Re: XHTML validator doesn't completely support Unicode

From: Christian Smith (csmith@barebones.com)
Date: Mon, Apr 30 2001

  • Next message: Bertilo Wennergren: "Re: XHTML validator doesn't completely support Unicode"

    Date: Mon, 30 Apr 2001 12:12:24 -0400
    From: Christian Smith <csmith@barebones.com>
    To: www-validator@w3.org
    cc: Bertilo Wennergren <bertilow@bertilo.se.fm>, psheerin@cmp.com, Liam Quinn <liam@htmlhelp.com>
    Message-ID: <20010430121224-r01010600-ac0549ea@204.107.232.107>
    Subject: Re: XHTML validator doesn't completely support Unicode
    
    On Sunday, April 29, 2001 at 21:33, liam@htmlhelp.com (Liam Quinn) wrote:
    
    > On Sun, 29 Apr 2001, Bertilo Wennergren wrote:
    > 
    > > Peter Sheerin:
    > >
    > > > Take a look at http://www.petesguide.com/style/index.html, and then
    > > > follow the icon link to the validator, and watch what it reports.
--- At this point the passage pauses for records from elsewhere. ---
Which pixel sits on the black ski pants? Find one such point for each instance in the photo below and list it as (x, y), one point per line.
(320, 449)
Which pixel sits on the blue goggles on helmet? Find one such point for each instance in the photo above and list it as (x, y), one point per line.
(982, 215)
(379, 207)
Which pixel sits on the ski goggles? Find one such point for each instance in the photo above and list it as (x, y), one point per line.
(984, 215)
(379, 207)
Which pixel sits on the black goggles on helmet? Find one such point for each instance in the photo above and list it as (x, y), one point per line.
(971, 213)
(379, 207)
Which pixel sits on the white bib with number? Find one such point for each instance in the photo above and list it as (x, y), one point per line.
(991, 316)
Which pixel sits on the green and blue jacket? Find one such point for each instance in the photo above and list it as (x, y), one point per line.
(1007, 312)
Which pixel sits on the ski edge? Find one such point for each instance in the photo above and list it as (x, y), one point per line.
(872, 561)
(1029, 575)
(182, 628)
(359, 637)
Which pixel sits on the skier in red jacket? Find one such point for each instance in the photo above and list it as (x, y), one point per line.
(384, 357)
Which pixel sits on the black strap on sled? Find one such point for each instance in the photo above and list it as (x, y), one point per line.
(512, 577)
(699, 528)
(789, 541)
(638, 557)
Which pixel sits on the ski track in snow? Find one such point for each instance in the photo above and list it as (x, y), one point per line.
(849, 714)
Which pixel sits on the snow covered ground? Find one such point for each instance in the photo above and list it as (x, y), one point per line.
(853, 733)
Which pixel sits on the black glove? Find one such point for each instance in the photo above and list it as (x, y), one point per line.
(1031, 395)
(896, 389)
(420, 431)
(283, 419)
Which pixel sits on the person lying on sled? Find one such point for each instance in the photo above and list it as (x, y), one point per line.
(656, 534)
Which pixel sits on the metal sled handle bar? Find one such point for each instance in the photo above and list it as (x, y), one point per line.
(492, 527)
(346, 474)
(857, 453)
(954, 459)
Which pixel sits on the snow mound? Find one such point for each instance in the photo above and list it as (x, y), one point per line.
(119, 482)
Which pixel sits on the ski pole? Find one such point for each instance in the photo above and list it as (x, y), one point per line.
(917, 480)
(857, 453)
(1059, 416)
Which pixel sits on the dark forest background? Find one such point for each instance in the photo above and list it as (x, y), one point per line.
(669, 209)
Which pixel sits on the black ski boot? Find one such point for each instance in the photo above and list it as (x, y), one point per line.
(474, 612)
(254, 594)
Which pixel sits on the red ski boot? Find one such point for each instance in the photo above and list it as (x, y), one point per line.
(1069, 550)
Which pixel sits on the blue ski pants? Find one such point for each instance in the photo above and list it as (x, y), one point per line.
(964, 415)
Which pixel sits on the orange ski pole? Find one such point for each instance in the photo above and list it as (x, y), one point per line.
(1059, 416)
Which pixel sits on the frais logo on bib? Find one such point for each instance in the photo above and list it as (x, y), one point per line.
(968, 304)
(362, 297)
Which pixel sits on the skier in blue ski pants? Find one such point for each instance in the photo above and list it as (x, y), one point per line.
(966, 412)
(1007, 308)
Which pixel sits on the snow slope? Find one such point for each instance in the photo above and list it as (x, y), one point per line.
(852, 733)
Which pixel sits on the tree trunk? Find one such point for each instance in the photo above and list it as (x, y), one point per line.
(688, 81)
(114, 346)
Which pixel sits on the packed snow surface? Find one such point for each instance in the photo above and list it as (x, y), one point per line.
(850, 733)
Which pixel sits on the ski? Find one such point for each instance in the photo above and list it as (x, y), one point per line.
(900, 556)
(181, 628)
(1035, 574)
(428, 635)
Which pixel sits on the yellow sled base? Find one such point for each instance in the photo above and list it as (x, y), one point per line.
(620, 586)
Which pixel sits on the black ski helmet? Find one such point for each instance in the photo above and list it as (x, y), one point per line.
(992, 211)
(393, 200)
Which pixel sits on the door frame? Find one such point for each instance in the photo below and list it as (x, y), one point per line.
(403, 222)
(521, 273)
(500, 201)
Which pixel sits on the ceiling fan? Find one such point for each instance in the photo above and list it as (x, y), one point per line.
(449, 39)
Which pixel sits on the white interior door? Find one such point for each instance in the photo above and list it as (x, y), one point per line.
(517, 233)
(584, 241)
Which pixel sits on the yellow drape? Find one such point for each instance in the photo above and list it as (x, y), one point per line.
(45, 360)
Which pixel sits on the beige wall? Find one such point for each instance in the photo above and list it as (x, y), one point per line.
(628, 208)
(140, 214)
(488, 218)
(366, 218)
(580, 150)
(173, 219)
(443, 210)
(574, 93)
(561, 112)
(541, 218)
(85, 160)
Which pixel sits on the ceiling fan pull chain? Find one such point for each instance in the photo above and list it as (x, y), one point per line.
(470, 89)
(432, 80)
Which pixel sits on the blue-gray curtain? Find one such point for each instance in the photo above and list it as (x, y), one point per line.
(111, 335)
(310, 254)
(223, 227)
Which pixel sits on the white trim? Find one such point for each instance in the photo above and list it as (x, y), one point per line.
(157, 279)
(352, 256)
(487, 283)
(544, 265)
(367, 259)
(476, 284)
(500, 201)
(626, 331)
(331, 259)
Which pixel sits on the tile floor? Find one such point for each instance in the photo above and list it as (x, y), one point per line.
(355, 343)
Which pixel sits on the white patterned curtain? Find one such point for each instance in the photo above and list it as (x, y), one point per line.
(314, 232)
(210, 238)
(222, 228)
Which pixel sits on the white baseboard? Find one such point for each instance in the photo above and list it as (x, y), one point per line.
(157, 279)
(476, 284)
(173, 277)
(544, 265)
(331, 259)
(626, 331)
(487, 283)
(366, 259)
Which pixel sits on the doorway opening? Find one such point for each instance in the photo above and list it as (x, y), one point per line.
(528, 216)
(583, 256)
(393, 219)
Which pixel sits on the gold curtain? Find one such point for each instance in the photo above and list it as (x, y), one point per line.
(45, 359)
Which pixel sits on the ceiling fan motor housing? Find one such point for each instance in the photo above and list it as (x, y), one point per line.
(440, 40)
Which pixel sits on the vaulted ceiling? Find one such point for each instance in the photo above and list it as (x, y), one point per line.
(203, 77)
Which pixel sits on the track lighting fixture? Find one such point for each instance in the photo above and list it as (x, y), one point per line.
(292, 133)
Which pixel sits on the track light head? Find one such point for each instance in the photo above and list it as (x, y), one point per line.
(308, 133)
The
    > > > text file is encoded in UTF-8, and uses the DOS end of line
    > > > conventions, but has the Unicode string "U+FEFF" as the first character.
    > >
    > > Are you sure it's the end of line characters that give the problem?
    > >
    > > I'd guess it's the BOM ("U+FEFF") that's the culprit. It's not very
    > > common to use a BOM in UTF-8 files. Some even say it's not allowed
    > > in UTF-8.
    
    I think the problem is that you are using the wrong BOM. FEFF is the
    UTF-16 BOM whereas the UTF-8 BOM is EF BB BF.
    
    > According to <http://www.unicode.org/unicode/faq/utf_bom.html#25>, the BOM
    > is allowed in UTF-8.  Strange that the UTF-8 RFC makes no mention of it
    > though.
    
    I think it does in a round about sort of way. If you encode the UTF-16 BOM
    via the UTF-8 encoding method don't you get the UTF-8 BOM?
    
    -- 
    Christian Smith  |  csmith@barebones.com  |  http://web.barebones.com
    
    He who dies with the most friends... Is still dead!